An hour into the wedding reception, Pete Tyler and the Torchwood team presented the couple with a very large present.

Rose almost fell out of her chair.

"The prison ship?" the Doctor breathed. "The 'Genesis Ark,' as the Daleks called it? How did you-"

Pete put up a hand to stop him. "Don't ask, it's a gift. And a rather morbid one, but I thought you might be able to use it, Time Lord technology and all." He got up closer and said to just the Doctor, "And maybe it could help with what you've been working on in my backyard shed."

The Doctor began to grin and the reception ended soon thereafter. The Doctor and Rose were the first back to the Tylers' estate, and the former ran to the shed with his bride trailing him.

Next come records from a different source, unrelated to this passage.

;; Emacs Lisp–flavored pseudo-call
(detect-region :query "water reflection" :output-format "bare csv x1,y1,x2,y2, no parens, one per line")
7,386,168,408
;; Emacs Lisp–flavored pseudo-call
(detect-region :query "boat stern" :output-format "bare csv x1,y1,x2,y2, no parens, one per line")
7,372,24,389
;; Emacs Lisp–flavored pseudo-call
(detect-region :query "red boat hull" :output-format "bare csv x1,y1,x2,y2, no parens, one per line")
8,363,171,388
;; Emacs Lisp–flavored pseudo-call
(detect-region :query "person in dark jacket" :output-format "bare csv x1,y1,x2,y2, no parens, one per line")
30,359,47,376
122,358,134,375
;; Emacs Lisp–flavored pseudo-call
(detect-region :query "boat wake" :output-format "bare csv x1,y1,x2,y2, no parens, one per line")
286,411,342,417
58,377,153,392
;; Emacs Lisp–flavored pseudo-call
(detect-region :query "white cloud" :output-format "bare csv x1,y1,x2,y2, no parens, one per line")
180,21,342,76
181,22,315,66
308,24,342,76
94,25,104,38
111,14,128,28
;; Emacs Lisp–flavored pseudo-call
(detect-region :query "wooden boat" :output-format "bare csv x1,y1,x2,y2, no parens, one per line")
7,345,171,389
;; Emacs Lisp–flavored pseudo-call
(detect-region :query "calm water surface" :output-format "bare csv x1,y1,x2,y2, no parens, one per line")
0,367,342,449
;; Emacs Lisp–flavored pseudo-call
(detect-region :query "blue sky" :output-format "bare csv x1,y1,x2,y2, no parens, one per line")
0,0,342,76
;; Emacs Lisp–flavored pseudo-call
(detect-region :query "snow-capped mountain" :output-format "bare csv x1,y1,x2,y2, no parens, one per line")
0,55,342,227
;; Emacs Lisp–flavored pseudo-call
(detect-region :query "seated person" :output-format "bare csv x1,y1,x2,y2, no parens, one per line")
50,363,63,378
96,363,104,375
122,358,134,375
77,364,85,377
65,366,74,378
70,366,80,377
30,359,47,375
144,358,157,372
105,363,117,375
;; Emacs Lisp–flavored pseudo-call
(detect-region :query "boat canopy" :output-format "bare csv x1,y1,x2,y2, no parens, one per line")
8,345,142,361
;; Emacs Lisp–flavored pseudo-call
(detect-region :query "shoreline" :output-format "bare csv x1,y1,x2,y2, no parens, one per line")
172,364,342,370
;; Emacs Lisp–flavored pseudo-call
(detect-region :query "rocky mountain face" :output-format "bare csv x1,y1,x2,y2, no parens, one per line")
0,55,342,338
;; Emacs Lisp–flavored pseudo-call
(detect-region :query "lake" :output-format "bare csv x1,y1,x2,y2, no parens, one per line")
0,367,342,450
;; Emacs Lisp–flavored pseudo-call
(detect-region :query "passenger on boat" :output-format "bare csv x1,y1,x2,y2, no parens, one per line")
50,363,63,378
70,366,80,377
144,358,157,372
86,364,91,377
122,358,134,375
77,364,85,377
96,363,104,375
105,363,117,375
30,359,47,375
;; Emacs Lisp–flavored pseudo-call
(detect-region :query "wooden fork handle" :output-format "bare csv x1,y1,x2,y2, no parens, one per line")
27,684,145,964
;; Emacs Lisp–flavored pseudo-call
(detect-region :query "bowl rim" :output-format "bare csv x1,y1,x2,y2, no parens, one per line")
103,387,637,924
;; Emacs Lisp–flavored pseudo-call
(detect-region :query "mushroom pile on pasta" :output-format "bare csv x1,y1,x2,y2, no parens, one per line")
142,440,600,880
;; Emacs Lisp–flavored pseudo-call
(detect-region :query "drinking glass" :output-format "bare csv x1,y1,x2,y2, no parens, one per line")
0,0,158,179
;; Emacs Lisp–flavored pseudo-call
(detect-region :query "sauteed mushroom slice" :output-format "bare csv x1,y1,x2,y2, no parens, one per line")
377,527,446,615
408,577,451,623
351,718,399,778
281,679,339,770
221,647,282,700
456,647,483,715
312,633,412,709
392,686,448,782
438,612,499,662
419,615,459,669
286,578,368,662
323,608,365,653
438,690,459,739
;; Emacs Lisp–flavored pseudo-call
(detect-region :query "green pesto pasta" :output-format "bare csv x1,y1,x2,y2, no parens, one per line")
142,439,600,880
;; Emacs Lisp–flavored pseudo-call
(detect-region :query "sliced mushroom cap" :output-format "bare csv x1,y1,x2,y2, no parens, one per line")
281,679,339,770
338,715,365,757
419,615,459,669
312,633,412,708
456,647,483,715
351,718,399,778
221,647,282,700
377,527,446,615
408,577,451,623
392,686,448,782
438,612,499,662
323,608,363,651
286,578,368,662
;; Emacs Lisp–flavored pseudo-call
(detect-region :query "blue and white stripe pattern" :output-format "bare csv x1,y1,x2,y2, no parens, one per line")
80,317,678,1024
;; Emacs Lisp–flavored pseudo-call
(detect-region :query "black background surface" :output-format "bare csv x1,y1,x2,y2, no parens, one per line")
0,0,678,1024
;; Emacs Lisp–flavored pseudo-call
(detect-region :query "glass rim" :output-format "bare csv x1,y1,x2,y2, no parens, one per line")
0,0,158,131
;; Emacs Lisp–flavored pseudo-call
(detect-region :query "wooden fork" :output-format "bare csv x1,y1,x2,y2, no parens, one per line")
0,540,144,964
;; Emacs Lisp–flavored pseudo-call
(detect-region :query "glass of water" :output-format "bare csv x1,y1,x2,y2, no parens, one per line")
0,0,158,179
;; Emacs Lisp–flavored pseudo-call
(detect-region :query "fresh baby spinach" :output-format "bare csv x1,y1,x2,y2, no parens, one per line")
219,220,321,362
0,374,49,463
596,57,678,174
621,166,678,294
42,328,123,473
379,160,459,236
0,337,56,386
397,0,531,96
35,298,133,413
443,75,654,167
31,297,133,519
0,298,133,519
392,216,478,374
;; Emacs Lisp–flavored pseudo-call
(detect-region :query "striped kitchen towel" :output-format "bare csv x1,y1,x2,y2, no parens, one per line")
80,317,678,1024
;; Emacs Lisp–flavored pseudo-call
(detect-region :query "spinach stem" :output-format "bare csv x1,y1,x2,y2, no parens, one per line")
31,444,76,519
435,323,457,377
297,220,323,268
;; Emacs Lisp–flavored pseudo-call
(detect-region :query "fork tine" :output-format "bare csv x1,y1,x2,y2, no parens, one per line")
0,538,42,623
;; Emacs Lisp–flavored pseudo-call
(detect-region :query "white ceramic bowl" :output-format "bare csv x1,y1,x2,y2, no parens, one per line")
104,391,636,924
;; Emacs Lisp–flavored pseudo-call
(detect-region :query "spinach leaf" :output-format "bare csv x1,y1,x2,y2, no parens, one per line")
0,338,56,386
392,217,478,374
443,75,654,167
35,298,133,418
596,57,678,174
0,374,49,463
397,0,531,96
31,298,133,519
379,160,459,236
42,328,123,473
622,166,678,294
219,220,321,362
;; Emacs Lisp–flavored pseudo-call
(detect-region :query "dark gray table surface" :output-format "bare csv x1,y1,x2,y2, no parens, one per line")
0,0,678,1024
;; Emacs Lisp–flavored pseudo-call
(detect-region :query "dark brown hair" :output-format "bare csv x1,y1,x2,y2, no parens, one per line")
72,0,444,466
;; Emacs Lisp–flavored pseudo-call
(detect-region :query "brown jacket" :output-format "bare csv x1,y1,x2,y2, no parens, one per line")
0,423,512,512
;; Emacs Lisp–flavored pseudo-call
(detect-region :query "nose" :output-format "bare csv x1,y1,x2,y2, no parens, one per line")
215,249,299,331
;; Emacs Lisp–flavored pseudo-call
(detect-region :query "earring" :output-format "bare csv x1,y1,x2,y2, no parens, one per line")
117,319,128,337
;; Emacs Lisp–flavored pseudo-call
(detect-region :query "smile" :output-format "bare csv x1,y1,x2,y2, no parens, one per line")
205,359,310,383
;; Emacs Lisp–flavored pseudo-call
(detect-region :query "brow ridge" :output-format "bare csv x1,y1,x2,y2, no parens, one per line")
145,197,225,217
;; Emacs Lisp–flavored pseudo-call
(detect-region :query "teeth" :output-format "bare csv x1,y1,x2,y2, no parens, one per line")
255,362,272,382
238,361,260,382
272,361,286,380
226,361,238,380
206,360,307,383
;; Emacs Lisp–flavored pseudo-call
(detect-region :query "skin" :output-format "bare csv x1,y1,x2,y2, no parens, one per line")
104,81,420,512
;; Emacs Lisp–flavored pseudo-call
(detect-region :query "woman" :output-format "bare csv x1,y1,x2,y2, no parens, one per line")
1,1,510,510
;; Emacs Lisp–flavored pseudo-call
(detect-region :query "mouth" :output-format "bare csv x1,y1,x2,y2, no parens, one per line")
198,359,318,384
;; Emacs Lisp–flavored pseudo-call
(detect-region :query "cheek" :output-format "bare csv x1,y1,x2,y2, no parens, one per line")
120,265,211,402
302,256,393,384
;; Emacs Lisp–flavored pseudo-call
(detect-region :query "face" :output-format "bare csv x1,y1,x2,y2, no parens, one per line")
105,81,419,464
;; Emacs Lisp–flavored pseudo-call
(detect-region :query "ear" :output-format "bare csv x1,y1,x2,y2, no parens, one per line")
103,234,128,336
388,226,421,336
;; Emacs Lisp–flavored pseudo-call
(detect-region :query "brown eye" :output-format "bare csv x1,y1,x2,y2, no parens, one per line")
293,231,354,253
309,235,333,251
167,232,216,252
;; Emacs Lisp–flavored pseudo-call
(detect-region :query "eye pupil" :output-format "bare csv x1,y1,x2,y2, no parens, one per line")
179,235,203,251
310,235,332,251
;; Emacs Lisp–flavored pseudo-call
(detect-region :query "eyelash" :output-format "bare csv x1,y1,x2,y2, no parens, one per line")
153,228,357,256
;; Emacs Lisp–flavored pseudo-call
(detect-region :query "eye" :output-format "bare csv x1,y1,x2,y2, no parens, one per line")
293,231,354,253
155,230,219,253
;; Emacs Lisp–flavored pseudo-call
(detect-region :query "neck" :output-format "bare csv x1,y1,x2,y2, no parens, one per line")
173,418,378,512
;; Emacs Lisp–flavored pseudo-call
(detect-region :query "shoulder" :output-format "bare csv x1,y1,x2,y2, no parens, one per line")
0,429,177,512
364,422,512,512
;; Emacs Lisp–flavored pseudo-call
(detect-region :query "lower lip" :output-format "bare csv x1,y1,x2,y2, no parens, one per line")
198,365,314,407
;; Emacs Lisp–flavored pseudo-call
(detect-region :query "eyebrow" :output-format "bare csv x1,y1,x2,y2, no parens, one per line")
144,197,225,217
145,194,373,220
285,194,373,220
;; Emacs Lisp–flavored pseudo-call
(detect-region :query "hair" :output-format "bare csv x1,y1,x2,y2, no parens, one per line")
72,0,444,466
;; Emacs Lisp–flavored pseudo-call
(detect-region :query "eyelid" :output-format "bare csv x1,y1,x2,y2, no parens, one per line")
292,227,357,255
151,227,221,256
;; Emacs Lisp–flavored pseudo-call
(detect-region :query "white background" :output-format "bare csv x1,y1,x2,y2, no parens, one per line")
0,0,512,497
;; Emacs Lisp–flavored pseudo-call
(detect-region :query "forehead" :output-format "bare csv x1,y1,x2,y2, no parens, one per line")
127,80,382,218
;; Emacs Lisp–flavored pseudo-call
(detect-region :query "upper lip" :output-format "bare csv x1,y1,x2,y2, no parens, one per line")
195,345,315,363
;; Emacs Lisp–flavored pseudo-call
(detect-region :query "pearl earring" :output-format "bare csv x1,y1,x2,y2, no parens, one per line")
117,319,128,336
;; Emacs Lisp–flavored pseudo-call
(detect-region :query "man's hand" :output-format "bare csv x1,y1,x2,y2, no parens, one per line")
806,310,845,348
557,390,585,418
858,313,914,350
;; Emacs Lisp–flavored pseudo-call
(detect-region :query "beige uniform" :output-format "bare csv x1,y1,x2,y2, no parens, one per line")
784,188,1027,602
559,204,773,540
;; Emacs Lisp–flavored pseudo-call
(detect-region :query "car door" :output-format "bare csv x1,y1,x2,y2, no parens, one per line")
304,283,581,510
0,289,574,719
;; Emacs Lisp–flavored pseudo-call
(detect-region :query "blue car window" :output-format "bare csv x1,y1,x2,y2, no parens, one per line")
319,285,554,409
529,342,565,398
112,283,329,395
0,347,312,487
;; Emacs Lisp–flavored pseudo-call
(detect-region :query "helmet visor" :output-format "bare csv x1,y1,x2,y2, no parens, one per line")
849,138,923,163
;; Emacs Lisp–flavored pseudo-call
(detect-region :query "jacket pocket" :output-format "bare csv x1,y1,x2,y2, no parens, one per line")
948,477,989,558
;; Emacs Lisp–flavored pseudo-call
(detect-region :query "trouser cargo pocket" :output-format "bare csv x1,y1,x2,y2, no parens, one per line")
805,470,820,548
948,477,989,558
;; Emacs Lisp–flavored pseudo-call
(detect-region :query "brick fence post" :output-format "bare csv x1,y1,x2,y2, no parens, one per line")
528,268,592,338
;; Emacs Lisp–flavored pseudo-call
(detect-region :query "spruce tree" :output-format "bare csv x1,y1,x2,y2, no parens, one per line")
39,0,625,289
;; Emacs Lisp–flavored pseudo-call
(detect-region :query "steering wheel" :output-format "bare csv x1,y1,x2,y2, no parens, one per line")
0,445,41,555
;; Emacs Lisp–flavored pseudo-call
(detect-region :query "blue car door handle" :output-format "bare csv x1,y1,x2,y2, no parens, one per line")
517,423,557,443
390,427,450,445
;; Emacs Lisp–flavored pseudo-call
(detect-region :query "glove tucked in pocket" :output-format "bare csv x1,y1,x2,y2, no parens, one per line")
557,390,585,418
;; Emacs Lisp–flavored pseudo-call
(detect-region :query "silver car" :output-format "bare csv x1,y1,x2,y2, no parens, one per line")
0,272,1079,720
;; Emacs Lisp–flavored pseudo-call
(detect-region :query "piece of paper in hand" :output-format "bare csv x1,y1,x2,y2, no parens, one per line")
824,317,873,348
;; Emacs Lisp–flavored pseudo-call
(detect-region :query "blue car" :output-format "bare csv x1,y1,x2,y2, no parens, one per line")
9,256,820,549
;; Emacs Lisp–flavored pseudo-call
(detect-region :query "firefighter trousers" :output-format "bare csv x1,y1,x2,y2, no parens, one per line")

"Doctor, what are ya-" He turned around and looked her very seriously in the eyes.

"Rose, I can do something extraordinary with this, but I need you to wait for... thirty minutes," he said.

She stared at him for a minute before consenting. As he started working and making conspicuous noises, she went into the house and changed out of the wedding dress.

When he came out to get her and saw her waiting for him, his breath caught again. She was in a simple, semiformal dress with TARDIS blue trimmed with gold, partly under her long, white winter coat. He smiled widely as he hugged her to him, as tight as he always had.

"I managed to re-vamp the spaceship with some time-travelling technology," he said, pulling back but keeping an arm around her waist. "I'm sorry to report that it's not a phonebox this time-" he opened the door to the shed, "-but a Delorean."

Rose bent over with laughter as she saw it. Instead of silver-grey, as it appeared in the movie that she and the Doctor often joked about, he'd kept the TARDIS blue. The windows were opaque, and when he welcomed her inside, she found something like a crude version of the TARDIS' console room.

"I know just the place to spend our wedding night," he said softly before leaping to the controls.

"There's a planet that serves the best champagne, but instead of dulling the senses, it heightens them!" He was excitedly bouncing around the console just as if it were the TARDIS. Rose instinctively held onto the rim of the controlboard as the machine sprang to life. However, as it bolted through the stars, she abandoned her station to grab her Doctor by his gold tie and bring him in for a kiss that spanned the galaxies.